Qualys, a provider of cloud security and compliance solutions, announced the availability of customizable questionnaires in its QualysGuard Cloud Platform and suite of integrated solutions for security and compliance.

Companies can use the new Questionnaire solution to centralize and automate the vendor risk assessment process, reducing time and increasing efficiency.

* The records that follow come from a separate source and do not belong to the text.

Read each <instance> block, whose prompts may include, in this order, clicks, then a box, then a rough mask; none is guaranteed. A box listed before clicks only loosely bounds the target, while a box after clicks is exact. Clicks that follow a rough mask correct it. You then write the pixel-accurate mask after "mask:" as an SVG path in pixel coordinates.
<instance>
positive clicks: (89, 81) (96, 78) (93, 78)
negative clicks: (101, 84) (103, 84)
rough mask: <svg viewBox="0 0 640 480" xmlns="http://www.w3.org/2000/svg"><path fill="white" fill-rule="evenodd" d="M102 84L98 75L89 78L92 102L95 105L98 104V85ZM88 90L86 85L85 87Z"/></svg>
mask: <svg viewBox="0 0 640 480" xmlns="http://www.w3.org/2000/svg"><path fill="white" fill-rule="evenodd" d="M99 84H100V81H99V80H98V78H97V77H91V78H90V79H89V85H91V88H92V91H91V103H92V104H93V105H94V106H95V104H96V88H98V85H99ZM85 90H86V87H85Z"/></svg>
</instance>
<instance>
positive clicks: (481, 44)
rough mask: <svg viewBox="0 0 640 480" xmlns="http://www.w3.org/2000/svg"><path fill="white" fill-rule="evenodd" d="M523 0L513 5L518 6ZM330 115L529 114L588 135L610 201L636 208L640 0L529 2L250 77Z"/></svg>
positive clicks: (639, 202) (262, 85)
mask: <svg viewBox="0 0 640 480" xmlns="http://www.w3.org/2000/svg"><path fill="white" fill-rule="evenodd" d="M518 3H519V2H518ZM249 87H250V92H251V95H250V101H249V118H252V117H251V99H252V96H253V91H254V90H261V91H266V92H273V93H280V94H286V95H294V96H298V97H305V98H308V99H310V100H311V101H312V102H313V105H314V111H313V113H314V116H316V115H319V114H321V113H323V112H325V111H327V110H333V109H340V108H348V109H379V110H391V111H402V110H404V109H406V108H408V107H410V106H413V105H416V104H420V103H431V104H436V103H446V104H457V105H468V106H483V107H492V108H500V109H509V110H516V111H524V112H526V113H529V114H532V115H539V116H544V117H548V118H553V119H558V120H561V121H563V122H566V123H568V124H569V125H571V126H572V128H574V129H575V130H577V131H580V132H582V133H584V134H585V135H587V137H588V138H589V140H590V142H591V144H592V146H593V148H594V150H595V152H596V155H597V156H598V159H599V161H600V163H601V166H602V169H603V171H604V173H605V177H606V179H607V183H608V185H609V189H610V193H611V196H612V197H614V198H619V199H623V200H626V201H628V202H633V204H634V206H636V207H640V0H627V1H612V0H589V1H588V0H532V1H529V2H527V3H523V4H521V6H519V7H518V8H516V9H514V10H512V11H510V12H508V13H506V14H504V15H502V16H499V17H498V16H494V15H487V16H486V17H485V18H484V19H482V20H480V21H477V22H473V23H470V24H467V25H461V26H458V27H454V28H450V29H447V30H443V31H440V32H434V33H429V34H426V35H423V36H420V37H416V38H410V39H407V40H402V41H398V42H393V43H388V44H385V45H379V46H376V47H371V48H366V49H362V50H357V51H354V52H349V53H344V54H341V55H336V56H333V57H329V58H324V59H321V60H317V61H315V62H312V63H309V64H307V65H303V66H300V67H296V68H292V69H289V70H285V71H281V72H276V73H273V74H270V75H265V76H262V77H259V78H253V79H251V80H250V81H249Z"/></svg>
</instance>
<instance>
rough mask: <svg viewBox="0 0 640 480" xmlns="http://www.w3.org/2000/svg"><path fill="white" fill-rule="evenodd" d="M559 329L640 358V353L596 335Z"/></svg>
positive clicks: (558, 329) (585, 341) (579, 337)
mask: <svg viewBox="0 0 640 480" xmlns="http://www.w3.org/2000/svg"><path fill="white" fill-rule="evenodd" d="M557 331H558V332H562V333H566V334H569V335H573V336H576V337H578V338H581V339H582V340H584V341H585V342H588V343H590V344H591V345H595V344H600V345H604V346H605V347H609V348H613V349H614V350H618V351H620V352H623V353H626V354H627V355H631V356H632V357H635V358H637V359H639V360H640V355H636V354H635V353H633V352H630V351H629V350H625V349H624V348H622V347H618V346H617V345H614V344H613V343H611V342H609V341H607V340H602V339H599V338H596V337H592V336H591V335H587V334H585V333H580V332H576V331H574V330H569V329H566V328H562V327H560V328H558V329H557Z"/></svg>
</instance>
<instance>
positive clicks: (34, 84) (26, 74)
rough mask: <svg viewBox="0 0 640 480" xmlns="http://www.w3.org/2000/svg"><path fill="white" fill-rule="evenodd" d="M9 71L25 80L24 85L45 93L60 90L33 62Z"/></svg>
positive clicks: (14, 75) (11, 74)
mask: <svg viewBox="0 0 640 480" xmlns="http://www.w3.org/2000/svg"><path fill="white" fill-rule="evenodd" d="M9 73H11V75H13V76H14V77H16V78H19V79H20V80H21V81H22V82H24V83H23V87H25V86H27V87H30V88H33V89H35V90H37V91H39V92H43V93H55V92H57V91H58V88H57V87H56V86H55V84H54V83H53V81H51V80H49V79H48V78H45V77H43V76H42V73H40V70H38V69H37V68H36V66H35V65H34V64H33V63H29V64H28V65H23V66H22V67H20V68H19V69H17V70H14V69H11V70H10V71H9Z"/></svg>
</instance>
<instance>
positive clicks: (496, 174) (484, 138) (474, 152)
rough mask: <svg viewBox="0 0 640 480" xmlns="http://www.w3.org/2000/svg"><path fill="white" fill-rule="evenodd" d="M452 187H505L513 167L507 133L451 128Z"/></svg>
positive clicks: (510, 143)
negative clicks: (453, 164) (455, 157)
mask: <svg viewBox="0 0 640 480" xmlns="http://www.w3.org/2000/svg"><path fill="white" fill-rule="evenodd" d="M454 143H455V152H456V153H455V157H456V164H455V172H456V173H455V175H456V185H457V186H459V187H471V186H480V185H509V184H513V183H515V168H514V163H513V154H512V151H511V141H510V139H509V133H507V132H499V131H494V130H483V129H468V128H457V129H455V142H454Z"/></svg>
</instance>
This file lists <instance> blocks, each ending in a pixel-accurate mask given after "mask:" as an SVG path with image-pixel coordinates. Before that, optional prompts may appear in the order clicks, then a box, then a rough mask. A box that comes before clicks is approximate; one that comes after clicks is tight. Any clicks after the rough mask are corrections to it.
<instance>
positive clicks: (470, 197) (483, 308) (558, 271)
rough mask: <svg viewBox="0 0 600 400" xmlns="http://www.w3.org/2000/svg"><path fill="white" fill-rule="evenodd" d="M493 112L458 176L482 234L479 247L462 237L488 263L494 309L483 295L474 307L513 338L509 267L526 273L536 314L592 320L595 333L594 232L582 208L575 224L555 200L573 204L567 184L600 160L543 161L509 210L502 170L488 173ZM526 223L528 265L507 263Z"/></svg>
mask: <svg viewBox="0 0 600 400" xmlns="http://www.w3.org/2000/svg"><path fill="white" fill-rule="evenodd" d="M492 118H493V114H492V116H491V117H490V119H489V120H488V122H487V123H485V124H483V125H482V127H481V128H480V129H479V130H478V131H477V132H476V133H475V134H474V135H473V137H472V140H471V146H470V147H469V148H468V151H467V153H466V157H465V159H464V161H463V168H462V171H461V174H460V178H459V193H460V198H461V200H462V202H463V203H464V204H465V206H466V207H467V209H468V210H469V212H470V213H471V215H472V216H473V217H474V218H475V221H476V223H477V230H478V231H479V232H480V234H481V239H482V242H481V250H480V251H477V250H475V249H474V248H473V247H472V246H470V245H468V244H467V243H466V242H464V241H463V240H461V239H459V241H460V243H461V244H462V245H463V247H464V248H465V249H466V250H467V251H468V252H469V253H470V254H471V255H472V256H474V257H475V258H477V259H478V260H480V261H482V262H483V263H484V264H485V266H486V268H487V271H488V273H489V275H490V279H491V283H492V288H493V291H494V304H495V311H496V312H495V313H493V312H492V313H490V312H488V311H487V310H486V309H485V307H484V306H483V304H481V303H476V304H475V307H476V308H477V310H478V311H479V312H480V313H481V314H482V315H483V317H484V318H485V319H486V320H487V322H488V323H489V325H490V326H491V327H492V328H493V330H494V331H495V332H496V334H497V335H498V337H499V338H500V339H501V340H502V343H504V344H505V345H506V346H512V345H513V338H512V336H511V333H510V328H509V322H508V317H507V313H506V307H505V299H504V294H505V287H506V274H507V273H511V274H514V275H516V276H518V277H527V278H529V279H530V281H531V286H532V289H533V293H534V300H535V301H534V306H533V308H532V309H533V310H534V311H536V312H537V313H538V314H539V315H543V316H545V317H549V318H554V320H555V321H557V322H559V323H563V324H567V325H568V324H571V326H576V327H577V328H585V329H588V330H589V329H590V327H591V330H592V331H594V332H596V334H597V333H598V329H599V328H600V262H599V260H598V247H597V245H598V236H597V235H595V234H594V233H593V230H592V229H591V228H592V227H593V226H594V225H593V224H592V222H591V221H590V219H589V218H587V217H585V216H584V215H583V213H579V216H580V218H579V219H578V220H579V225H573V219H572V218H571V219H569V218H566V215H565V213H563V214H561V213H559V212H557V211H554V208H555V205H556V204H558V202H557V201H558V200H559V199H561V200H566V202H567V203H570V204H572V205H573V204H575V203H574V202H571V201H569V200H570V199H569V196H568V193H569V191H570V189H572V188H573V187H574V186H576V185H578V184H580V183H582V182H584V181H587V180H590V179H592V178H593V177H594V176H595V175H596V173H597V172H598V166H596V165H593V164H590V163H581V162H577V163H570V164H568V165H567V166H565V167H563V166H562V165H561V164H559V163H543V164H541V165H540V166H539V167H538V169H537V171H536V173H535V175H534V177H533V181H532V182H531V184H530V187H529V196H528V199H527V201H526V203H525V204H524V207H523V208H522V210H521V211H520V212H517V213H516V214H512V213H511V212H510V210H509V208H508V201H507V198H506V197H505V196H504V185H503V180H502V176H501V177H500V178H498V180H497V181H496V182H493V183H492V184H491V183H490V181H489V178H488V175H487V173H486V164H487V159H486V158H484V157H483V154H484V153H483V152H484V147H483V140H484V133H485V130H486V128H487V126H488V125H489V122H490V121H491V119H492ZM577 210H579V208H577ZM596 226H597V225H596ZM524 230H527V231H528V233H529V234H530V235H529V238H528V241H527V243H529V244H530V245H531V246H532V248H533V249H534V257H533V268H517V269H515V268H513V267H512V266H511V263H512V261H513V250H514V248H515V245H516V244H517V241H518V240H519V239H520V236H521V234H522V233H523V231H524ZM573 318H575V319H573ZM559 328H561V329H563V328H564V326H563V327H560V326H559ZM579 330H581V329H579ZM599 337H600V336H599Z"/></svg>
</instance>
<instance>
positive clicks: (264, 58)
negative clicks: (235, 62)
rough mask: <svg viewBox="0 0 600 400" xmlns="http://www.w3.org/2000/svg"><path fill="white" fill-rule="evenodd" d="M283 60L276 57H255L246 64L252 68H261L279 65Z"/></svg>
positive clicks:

It also helps companies ensure that their service providers and IT suppliers do not disrupt or hurt business performance.

The new service provides:

Questionnaire responder interface that offers  subject matter experts, an easy-to-use set of tools to quickly and efficiently assign and complete questionnaires, including evidence attachment by drag and drop, and quick delegation of questions, sections, or even entire questionnaires.

Visual Questionnaire designer, which provides analysts an intuitive user interface to visually design questionnaire and define requirements for evidence, comments or asset attachment.

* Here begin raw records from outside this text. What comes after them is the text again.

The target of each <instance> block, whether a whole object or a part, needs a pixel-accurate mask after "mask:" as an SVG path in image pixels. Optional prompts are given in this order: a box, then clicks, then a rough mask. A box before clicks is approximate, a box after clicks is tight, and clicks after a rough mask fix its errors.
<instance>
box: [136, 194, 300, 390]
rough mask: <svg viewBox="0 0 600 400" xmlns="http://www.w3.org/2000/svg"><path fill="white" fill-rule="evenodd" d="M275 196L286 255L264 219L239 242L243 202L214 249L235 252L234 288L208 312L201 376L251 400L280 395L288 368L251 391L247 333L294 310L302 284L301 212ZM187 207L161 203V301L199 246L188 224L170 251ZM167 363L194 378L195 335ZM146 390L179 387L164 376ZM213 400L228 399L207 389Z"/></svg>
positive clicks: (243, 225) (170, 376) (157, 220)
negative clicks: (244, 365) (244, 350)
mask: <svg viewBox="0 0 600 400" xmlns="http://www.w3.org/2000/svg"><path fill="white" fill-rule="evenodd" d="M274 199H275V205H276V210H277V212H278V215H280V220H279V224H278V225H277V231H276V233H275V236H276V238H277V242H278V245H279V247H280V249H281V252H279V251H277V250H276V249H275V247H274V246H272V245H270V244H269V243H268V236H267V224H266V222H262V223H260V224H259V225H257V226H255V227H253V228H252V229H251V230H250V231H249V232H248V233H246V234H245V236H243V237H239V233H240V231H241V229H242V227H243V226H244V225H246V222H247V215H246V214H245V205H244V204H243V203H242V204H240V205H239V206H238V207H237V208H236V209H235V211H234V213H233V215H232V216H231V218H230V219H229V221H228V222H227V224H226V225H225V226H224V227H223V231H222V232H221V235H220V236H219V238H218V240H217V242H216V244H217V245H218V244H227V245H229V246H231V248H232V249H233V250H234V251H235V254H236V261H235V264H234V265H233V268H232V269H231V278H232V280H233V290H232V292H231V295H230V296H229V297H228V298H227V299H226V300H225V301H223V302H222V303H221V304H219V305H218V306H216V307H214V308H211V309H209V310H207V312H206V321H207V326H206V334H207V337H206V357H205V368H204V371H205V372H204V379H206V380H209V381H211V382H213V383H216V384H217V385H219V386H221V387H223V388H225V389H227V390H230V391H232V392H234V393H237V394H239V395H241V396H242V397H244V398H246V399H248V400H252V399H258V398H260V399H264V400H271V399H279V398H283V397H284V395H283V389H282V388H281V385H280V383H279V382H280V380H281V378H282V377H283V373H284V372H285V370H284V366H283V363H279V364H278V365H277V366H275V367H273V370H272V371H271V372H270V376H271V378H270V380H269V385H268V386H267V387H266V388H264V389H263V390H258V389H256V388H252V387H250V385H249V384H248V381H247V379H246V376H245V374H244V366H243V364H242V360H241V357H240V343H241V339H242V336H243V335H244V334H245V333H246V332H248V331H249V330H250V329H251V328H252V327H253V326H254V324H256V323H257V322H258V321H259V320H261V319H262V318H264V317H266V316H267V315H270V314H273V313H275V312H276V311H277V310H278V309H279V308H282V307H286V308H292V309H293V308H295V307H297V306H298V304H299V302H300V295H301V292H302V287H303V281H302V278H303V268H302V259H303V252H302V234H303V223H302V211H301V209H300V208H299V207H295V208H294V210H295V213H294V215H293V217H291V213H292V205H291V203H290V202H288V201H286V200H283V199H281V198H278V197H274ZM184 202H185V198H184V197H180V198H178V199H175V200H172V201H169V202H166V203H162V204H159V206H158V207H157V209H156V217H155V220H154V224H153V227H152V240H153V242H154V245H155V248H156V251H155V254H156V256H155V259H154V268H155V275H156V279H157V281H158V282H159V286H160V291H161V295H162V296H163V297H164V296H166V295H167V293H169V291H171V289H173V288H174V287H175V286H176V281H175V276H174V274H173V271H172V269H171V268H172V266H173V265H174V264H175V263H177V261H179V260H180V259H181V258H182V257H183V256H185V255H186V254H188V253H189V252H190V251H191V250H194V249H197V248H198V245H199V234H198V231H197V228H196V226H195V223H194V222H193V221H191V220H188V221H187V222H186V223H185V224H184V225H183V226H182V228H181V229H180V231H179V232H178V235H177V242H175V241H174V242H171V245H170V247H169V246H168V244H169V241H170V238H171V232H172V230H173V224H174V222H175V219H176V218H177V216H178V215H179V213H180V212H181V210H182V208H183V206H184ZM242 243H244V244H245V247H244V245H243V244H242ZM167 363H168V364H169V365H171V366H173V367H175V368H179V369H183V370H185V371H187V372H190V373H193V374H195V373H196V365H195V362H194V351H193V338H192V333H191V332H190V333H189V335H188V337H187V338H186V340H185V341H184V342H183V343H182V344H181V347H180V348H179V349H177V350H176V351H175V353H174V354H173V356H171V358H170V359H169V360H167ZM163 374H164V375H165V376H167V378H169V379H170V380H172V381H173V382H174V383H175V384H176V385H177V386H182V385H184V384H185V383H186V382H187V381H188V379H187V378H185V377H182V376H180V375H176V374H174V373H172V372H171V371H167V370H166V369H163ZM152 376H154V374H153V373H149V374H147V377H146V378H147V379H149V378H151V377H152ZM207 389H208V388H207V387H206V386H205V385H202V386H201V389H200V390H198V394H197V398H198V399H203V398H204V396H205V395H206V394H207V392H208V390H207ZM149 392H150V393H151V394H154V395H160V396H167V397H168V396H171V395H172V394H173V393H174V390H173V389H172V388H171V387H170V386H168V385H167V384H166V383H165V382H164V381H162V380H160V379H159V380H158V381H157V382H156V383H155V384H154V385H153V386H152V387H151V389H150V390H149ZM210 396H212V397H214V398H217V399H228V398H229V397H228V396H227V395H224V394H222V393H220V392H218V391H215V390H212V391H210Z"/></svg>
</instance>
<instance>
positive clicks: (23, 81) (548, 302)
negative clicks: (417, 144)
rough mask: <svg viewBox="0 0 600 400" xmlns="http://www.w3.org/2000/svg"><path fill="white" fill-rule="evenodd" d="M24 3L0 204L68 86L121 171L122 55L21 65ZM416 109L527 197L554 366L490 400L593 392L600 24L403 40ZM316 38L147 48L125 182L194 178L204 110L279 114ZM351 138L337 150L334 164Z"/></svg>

Assessment workflow that includes the ability to automatically send assignments or reminder emails to questionnaire respondents, track progress and quickly identify non-active assessments.

Dashboards and reports providing insight into progress, compliance and risk posture for a single assessment or across a defined set of assessments.

Integrated library of 500+ regulations, standards, guidelines and best practices via the leverage of the Unified Compliance Framework, and the ability to automatically build a single questionnaire encompassing multiple regulations or standards such as the one provided by Shared Assessment program: SIG and AUP.  

QualysGuard's new customizable questionnaire service streamlines vendor risk programs by providing a centralized, secure and easy-to-deploy solution for vendor classification assessment, risk assessment and the approval of vendors based on their respective criticality.

QualysGuard Questionnaire simplifies each of these steps by providing an efficient way to:

Classify vendors by identifying the type of information shared with the vendors, such as Personal Identifiable Information (PII), Protected Health Information (PHI) and credit card information;

Assess the vendor risk by launching tailored assessments based on the vendor criticality; and

Track progress to reject or approve vendors, allowing customers to better manage their vendor security programs by making it transparent, consistent, accountable and repeatable, while proving compliance across multiple regulations or standards.